Reparations for Slave Descendants Discussed Nov. 14 at Dickinson Hall
Adjoa Aiyetoro, J.D., assistant professor of law at the William H. Bowen School of Law, will present a lecture, “The Whys and Wherefores of Reparations for African Descendants” from 7 p.m. to 9 p.m. Tuesday, Nov. 14, at the Dickinson Hall Auditorium.
The event is sponsored by the Department of Philosophy and Liberal Studies and its student organization, the Socratic Society. Admission is free.
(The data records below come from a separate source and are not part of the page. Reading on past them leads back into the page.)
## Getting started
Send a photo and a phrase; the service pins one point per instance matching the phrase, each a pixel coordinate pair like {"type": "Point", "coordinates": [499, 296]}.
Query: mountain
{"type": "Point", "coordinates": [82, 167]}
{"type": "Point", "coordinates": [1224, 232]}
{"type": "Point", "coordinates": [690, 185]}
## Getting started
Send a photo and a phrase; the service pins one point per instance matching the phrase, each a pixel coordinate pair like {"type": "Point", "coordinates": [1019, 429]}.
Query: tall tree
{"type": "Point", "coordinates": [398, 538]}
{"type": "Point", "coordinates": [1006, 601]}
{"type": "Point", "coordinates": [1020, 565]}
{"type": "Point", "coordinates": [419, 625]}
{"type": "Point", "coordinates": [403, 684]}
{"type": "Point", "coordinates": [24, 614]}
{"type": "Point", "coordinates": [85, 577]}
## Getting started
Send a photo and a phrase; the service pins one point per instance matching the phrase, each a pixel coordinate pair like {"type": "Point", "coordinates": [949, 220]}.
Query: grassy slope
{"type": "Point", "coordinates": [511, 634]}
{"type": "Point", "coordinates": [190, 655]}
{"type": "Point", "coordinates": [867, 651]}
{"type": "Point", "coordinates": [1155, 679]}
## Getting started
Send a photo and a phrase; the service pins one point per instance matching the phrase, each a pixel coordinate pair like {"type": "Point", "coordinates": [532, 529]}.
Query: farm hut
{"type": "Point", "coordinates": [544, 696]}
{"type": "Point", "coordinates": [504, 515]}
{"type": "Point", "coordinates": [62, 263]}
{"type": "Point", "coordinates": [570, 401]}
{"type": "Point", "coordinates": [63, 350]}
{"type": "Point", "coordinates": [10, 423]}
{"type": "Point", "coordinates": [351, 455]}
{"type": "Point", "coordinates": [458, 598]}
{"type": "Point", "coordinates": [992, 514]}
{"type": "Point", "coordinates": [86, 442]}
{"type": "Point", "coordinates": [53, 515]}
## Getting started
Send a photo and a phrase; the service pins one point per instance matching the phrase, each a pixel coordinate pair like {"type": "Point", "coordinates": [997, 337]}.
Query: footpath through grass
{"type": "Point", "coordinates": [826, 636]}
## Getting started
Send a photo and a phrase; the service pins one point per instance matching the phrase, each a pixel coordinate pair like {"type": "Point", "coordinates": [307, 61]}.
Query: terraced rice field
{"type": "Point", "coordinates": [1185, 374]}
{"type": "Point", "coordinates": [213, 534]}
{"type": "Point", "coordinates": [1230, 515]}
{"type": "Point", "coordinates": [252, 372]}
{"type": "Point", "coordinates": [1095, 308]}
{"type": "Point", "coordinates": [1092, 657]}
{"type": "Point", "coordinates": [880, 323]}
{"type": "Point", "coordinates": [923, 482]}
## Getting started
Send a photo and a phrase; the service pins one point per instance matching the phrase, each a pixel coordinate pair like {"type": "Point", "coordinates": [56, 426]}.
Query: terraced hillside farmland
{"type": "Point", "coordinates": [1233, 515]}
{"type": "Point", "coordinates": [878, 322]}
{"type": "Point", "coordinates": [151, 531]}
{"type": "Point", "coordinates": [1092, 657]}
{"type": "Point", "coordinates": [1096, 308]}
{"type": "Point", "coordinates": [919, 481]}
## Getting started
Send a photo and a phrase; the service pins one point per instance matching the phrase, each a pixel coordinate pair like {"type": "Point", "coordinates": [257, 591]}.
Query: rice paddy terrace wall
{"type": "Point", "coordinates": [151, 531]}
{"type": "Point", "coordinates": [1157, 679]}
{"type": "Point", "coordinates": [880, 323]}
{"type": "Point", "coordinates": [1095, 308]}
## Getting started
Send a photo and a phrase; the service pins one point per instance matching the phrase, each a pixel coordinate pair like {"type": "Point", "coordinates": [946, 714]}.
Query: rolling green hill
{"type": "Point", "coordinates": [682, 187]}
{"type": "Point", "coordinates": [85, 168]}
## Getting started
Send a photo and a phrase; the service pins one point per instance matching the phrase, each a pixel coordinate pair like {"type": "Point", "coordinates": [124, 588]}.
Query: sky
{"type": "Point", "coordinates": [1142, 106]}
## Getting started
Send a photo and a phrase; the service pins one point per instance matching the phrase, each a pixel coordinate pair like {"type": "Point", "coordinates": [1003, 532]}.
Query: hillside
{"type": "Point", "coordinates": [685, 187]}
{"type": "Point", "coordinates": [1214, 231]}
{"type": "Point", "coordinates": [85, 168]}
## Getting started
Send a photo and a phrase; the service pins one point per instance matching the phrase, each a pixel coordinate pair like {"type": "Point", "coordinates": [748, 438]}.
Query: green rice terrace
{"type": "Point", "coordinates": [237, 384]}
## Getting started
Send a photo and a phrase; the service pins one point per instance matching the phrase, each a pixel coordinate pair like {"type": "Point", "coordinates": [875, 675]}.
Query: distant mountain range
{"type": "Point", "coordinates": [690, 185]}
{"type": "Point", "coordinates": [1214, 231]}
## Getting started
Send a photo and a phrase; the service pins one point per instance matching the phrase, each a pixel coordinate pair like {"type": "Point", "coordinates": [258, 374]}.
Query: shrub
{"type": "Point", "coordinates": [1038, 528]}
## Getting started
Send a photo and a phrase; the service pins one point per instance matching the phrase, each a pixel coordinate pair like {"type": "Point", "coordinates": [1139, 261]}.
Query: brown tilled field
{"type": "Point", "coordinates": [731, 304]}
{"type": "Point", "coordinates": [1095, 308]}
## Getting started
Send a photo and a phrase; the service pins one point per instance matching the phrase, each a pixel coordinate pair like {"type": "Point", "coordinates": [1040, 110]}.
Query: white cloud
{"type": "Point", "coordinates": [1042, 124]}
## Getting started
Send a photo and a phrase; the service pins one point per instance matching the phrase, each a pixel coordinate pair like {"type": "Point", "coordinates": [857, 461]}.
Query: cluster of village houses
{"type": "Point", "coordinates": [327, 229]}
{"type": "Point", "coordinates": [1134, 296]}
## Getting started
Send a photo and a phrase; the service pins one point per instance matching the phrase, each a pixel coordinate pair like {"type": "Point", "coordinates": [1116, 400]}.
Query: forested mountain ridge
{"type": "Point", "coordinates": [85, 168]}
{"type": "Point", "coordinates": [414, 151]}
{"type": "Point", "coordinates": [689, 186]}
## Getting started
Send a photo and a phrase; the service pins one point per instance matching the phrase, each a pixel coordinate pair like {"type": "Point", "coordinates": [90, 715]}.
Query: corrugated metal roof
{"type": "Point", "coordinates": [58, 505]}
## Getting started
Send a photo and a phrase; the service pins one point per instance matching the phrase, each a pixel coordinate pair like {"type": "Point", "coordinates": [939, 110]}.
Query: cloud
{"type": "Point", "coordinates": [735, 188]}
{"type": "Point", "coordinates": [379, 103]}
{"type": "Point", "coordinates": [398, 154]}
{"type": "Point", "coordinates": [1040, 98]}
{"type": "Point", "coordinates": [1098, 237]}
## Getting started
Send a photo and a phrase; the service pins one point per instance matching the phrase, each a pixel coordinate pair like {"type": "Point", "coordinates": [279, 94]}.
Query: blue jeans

Aiyetoro, who joined the UALR Law School in 2004, has worked as a human rights attorney and as a staff attorney in the special litigation section of the Justice Department’s Civil Rights Division where she developed an expertise in prisoner rights. She has also worked at ACLU National Prison Project and held executive positions with the National Conference of Black Lawyers and the Congressional Black Caucus Foundation, Inc. She has also served as a consultant for the National Coalition of Blacks for Reparations in America (N’COBRA), represented the Women’s International League for Peace and Freedom at the World Conference Against Racism, coordinated the Lawyers’ Committee for Civil Rights Under Law’s delegation to the United Nations’ Conference on Women in Beijing, and represented the organization at the 2000 Beijing Plus 5.
Professor Aiyetoro’s publications include The Unkept Promise of the 13th Amendment: A Call for Reparations, Women and The U.S. Constitution: History, Interpretation and Practice.